The U.S. economy expanded at a 2.5% annualized pace in the fourth quarter of 2006, a bit faster than earlier estimates, revised data showed March 29. The Commerce Department revision for gross domestic product (GDP) was up from a 2.2% estimate released a month earlier.
Much of the upward revision came from a higher level of inventories, which could mean lower output in the current quarter, a bit more business investment and lower imports. The latest data meant growth for the full year 2006 was 3.3%, unchanged the estimate last month.
Robert Brusca at FAO Economics said the revision gives little reason to cheer. "GDP is stronger on stronger inventory growth and weaker imports," he said. "Weaker imports tell us that the economy is even weaker than we though since imports are a part of demand that is served from overseas ... it's a signal that economics condition are weaker here."
A key inflation index linked to GDP was revised to show a decline of 1% in the fourth quarter, revised from an earlier estimate of a 0.9% drop. Core prices, which exclude food and energy, increased 1.8%, revised down from 1.9%. Over the year, the price index was up 2.7% and core prices rose 2.2%.
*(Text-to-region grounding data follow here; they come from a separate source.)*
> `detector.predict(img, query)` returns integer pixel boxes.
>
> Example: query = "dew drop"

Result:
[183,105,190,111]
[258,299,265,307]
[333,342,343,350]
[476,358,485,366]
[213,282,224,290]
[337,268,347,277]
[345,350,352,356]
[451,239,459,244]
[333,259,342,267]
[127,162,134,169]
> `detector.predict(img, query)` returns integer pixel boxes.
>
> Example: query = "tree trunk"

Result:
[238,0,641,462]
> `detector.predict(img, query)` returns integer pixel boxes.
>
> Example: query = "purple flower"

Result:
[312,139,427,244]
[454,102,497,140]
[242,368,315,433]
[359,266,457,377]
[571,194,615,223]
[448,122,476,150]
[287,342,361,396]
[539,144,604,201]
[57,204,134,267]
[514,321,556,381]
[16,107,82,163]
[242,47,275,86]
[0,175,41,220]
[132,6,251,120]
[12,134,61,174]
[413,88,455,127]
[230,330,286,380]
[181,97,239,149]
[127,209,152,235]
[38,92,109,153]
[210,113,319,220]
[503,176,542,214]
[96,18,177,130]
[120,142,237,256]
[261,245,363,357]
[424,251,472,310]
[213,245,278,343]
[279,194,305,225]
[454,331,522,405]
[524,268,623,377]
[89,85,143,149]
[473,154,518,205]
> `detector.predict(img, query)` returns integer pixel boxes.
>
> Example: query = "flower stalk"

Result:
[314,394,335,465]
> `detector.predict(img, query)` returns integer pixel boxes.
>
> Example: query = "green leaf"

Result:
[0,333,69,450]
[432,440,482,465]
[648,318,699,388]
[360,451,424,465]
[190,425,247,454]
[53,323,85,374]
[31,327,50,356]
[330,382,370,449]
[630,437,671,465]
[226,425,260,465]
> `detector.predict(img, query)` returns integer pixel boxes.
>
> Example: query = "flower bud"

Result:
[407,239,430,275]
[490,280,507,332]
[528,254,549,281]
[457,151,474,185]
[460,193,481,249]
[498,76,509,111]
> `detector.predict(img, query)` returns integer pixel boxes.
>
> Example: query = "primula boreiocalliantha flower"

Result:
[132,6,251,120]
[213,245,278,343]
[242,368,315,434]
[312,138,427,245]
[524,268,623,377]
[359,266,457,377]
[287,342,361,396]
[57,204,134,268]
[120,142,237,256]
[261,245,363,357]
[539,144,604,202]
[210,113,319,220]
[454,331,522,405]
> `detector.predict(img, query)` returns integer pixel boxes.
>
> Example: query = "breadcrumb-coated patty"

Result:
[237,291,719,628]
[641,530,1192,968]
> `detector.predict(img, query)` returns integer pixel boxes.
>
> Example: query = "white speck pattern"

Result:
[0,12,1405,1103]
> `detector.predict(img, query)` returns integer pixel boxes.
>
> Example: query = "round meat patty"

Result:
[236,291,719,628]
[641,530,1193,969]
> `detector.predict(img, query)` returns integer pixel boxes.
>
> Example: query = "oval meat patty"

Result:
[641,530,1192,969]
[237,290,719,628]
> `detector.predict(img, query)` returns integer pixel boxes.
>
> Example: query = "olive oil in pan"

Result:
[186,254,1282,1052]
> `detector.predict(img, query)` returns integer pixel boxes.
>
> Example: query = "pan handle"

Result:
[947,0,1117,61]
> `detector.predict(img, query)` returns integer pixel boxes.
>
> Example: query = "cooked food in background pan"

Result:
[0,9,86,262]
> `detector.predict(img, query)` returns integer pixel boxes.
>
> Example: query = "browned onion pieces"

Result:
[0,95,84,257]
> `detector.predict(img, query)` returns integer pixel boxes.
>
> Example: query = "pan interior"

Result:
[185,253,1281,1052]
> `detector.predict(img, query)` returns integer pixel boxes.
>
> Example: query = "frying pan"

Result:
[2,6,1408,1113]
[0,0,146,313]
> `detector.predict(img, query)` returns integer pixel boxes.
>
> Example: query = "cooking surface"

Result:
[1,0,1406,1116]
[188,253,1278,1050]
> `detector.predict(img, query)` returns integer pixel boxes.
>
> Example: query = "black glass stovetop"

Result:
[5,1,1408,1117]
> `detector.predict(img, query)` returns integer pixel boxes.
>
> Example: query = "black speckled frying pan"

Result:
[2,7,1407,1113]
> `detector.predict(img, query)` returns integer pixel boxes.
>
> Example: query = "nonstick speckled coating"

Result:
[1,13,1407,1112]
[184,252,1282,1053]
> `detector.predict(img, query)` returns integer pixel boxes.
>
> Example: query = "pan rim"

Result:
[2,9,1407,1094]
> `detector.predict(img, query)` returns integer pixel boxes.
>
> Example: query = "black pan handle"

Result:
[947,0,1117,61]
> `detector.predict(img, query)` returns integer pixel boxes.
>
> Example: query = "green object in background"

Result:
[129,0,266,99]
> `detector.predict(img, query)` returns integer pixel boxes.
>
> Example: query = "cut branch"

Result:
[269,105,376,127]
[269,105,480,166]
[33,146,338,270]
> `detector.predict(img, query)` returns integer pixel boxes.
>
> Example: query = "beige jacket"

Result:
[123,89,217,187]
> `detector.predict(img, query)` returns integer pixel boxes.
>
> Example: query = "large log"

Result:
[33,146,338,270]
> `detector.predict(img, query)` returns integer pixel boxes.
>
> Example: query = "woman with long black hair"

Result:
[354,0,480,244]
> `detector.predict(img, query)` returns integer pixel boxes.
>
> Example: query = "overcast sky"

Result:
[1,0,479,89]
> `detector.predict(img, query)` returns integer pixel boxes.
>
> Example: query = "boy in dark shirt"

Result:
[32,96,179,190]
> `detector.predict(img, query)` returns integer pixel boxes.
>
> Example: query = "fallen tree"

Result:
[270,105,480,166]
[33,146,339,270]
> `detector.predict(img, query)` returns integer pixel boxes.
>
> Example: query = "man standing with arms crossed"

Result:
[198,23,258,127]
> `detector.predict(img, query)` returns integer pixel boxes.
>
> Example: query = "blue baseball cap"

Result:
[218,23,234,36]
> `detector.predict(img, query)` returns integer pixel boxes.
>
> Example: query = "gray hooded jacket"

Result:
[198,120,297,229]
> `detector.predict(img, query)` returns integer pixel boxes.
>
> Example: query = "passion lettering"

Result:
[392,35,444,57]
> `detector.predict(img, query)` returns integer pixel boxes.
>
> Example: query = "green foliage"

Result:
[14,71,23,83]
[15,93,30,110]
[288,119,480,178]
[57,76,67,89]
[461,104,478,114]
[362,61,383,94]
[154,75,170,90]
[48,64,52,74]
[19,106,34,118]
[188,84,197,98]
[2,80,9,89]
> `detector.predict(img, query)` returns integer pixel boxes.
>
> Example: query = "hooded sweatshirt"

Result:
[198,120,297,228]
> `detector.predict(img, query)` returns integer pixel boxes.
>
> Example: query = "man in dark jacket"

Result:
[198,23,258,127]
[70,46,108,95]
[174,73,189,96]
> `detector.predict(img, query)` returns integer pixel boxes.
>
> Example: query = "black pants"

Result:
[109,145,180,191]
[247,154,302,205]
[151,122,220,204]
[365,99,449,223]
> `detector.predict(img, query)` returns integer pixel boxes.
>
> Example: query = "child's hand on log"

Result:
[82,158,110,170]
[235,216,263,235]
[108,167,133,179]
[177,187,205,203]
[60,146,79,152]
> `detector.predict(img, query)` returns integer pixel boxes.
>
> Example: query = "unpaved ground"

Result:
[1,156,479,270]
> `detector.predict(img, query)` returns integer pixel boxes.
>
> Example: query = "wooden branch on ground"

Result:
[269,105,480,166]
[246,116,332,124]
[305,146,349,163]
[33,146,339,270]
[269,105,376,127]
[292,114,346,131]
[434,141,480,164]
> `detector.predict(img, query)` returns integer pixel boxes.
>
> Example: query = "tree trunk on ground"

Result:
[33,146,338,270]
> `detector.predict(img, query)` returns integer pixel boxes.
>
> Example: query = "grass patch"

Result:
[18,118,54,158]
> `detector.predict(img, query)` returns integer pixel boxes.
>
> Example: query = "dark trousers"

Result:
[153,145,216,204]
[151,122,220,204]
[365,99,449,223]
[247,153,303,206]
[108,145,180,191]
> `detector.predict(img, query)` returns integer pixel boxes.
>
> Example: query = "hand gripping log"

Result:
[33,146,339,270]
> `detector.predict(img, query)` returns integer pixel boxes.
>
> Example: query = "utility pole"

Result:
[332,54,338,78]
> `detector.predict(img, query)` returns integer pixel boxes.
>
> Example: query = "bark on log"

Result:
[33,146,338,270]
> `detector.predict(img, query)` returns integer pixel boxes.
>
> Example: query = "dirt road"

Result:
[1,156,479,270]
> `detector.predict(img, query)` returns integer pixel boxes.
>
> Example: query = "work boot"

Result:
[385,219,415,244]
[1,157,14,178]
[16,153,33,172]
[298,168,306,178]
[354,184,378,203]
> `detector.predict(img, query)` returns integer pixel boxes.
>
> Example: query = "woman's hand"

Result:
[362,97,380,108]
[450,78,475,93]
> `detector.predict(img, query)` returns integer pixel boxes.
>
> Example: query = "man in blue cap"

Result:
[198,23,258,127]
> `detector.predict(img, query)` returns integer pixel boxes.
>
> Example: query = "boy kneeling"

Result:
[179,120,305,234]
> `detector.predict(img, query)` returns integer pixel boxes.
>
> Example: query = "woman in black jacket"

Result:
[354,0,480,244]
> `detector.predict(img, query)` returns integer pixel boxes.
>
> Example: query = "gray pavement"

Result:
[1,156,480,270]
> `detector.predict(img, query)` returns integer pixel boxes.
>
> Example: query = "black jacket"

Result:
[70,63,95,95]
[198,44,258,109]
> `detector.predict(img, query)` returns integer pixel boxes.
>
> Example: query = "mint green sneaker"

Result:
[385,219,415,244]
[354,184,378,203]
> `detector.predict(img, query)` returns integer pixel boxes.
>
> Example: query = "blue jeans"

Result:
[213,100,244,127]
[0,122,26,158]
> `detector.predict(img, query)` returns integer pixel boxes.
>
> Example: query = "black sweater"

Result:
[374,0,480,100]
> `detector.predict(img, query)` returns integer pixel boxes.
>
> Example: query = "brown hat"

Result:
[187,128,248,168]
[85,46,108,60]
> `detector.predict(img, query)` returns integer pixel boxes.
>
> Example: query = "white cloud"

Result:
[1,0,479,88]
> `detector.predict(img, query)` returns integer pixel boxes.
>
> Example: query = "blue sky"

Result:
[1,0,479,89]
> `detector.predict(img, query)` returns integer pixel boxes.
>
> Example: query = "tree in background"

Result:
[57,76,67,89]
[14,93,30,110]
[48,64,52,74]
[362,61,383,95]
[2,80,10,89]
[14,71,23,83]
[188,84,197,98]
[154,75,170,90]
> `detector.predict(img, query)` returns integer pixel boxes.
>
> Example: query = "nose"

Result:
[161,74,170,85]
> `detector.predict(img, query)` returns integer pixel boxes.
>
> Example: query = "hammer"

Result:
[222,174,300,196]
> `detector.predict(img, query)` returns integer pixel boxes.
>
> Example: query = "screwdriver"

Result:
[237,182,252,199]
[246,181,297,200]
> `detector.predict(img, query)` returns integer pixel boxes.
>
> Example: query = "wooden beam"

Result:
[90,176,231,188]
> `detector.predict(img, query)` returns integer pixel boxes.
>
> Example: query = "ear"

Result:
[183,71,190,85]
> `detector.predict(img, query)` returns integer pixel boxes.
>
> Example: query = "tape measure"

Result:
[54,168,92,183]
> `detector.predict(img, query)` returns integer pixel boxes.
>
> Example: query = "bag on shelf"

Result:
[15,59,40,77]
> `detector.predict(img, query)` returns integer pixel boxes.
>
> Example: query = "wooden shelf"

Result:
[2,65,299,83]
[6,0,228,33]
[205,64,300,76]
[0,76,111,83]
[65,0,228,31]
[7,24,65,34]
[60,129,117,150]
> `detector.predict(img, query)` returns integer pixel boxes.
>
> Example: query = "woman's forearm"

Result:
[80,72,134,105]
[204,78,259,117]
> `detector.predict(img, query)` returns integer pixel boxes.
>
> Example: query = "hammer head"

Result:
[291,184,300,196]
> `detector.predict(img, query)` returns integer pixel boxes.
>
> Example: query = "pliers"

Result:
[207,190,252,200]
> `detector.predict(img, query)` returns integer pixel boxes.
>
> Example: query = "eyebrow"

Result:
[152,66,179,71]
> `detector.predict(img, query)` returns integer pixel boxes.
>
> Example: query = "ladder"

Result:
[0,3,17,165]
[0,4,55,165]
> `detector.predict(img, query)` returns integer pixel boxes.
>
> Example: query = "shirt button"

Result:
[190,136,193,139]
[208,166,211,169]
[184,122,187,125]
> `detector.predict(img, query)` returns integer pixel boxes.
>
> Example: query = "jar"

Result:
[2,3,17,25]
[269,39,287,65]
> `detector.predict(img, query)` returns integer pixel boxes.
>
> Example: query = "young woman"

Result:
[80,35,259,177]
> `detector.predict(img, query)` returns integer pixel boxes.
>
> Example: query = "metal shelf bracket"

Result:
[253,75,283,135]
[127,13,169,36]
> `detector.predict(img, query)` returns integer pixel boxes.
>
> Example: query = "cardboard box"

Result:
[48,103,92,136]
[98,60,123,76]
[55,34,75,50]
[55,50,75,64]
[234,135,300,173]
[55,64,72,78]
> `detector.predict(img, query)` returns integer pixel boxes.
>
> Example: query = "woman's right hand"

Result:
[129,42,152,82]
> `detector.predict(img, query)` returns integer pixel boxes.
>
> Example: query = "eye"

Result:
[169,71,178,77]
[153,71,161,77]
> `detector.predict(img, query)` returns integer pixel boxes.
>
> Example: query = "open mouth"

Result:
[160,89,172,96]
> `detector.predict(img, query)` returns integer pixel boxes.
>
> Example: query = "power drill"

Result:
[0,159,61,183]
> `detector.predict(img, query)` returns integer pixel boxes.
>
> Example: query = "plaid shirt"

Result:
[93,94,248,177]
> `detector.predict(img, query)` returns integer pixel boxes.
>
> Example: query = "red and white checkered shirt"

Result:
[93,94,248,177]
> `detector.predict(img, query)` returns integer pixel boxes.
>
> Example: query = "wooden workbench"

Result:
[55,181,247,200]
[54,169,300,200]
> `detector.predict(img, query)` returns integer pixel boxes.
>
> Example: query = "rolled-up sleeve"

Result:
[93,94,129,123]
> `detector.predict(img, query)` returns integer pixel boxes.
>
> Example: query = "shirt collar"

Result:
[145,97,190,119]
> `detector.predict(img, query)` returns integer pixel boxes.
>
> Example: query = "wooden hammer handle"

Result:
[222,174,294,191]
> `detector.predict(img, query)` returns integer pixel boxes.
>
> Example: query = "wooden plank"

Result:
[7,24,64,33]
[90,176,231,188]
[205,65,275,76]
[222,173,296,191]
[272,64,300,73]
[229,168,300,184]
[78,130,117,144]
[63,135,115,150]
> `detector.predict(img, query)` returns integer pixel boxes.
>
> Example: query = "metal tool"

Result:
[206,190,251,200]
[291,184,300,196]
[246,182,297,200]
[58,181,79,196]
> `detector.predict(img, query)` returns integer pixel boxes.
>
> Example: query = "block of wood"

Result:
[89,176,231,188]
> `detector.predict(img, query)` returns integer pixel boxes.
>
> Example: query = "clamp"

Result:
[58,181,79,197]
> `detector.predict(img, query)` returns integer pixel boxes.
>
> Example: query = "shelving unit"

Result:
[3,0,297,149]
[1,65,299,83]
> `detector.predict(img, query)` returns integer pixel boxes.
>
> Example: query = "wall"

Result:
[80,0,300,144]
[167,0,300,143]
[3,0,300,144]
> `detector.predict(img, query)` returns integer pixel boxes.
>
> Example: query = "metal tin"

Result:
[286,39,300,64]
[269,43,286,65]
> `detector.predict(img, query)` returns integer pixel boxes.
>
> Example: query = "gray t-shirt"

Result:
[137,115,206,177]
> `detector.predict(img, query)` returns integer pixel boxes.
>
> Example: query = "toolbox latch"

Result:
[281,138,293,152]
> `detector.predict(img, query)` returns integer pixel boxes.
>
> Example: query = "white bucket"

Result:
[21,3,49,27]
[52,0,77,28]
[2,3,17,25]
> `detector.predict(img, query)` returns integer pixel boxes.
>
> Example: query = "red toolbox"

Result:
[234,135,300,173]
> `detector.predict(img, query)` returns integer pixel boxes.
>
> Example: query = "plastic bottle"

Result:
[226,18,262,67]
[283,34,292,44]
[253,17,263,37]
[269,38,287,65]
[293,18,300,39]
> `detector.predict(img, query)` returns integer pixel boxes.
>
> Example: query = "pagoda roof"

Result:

Federal Reserve chairman Ben Bernanke on March 28 repeated his view that the economy will remain on a "moderate" growth path despite weakness in the housing sector. He also said inflation pressures are elevated but likely to ease. But Bernanke said the outlook for both growth and inflation remains subject to uncertainties, particularly in the housing market. Residential investment plunged 19.8% in the fourth quarter, revised from the earlier estimate of a 19.1% drop.